We are a united front, victorious against Shirley MacLaine.

— This is pretty ridiculous, Mom. I think I’m going to have to cut it.

— I love this chapter!

— It’s all right, Mom, but I don’t think it really fits. Something about it feels too obvious. Or too silly.

— Let me have it.

— All right, we’ll talk about it later.

Enjoy Your Happy Ending

You become a successful writer. It was meant to be.

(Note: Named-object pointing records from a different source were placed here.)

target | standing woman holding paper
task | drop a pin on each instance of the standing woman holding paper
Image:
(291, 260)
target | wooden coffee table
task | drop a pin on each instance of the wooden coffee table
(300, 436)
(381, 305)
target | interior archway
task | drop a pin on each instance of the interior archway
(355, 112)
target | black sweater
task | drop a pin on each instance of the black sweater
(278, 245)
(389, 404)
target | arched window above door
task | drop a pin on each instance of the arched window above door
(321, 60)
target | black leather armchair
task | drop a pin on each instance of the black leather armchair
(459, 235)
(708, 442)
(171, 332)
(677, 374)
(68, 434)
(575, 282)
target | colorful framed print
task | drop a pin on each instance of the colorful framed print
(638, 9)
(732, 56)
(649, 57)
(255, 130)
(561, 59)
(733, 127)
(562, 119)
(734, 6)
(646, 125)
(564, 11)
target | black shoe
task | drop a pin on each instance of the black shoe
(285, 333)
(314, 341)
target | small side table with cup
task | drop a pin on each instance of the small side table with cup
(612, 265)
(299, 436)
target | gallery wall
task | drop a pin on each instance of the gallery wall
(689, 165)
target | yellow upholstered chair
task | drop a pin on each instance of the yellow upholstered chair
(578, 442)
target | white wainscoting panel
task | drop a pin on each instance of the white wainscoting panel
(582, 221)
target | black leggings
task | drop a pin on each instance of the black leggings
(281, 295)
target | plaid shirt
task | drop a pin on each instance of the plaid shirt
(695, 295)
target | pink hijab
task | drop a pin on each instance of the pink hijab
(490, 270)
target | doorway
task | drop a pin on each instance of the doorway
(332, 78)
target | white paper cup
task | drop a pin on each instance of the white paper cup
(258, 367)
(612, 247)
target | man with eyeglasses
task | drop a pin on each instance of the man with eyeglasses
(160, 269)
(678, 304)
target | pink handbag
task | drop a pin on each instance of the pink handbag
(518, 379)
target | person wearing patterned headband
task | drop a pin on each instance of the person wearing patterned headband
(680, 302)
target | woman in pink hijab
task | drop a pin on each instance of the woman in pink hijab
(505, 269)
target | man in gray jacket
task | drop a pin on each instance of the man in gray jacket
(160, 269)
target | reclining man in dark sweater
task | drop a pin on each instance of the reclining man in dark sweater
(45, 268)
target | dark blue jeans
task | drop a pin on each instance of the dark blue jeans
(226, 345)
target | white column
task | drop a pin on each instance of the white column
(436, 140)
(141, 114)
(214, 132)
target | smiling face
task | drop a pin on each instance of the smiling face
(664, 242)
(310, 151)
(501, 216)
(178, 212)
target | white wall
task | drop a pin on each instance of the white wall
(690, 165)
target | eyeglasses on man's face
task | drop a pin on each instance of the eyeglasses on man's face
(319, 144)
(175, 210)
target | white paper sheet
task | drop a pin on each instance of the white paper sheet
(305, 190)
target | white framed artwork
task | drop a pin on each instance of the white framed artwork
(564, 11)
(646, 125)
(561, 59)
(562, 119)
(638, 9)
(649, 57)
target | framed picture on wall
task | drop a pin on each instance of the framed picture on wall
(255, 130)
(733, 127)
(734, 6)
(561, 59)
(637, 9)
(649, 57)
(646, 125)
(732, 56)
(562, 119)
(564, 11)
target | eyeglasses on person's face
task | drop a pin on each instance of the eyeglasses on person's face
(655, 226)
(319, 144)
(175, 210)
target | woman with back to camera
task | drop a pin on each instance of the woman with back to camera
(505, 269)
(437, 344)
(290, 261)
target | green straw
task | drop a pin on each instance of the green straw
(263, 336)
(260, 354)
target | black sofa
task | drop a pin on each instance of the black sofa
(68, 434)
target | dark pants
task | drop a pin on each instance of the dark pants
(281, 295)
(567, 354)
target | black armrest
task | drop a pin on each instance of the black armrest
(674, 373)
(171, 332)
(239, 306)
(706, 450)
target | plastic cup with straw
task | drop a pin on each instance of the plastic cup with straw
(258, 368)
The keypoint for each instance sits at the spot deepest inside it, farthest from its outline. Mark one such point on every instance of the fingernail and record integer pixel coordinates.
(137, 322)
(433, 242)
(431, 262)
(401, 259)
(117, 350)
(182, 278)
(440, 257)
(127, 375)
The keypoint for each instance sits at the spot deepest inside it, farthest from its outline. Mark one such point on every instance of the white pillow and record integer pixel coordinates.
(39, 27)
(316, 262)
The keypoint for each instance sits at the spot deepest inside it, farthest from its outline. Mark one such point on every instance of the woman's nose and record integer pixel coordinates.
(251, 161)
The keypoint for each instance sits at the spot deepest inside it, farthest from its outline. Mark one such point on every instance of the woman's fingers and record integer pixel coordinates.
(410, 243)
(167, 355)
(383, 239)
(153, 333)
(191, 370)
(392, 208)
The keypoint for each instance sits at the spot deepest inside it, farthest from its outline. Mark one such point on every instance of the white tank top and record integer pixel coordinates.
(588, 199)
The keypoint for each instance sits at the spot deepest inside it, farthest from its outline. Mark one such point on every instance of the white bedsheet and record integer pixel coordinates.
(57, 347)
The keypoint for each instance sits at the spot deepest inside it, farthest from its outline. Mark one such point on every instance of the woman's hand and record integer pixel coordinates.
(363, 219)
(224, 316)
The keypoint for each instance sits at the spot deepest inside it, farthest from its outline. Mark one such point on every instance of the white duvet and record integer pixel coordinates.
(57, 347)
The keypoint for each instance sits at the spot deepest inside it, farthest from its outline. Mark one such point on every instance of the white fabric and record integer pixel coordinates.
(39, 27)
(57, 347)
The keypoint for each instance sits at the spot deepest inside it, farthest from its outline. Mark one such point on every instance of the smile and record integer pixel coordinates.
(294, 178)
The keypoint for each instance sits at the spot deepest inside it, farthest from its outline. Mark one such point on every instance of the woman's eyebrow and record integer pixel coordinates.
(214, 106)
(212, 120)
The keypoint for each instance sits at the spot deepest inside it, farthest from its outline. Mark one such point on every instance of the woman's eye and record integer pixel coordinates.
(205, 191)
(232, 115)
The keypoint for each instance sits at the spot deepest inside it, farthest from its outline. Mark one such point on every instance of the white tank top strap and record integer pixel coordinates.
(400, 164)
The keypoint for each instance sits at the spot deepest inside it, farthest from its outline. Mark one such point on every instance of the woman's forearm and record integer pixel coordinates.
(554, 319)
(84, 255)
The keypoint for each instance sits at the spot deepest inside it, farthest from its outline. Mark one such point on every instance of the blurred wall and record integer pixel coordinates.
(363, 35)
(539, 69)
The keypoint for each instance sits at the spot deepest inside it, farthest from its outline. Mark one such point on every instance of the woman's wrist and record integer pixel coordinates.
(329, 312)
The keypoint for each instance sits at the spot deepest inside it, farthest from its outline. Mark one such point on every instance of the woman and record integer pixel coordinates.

— I don’t believe in meant to be.

— Well, you should.

You live happily ever after.

— Oh come on now.

— No, look. You do. I can add this, if it makes you feel better:

You write books, you have relative peace of mind, you have a wonderful circle of friends. You have a solid marriage. Maybe you and Ben still disagree about some things, thirty years in — you want to say the perfect wise thing when he’s sad, he doesn’t want you to do anything; he wants only to be seen, you think he’s going to leave every time you disagree; even after decades, this thought, though ever smaller and smaller, never entirely goes away; this makes sense to me now, but you’re together, and you’re old and it’s good even if you still think he’s easily distracted when he lets the dogs off-leash at the beach; he thinks you worry too much, all the same exact issues as when you got your first dog a few years after you were married; but you’re both a little bit right, and this sort of thing is such a small part of your existence — the rest of which is sitting on the porch of your house upstate, reading, having dinners with friends, making very, very occasional appearances after you both retire. Here’s the thing: one of you will get cancer, or Alzheimer’s, or arthritis, or something, or you won’t, neither of you, you’ll both grow very old and creaky, and right after one dies, the other will die peacefully while sleeping, of heartbreak like they say, or maybe you’ll die in a car crash together because you decided to drive long past the time when you should have stopped. The greater likelihood is that one will be left behind. That’s just the deal. Do you want to fully understand that right now? I didn’t think so. I lived into my sixties with an unresolved story. You’ve already had a sort of resolution I never got. You don’t have to write a different ending for yourself. The worst could happen to you and you’d be okay. That’s the difference between you and me. I know this now. You might have some of me in you, I know you do, but you have way more of your father. I don’t know why I didn’t know this before. Maybe I did and I didn’t want to. Or I did and I didn’t want to see that it was a good thing.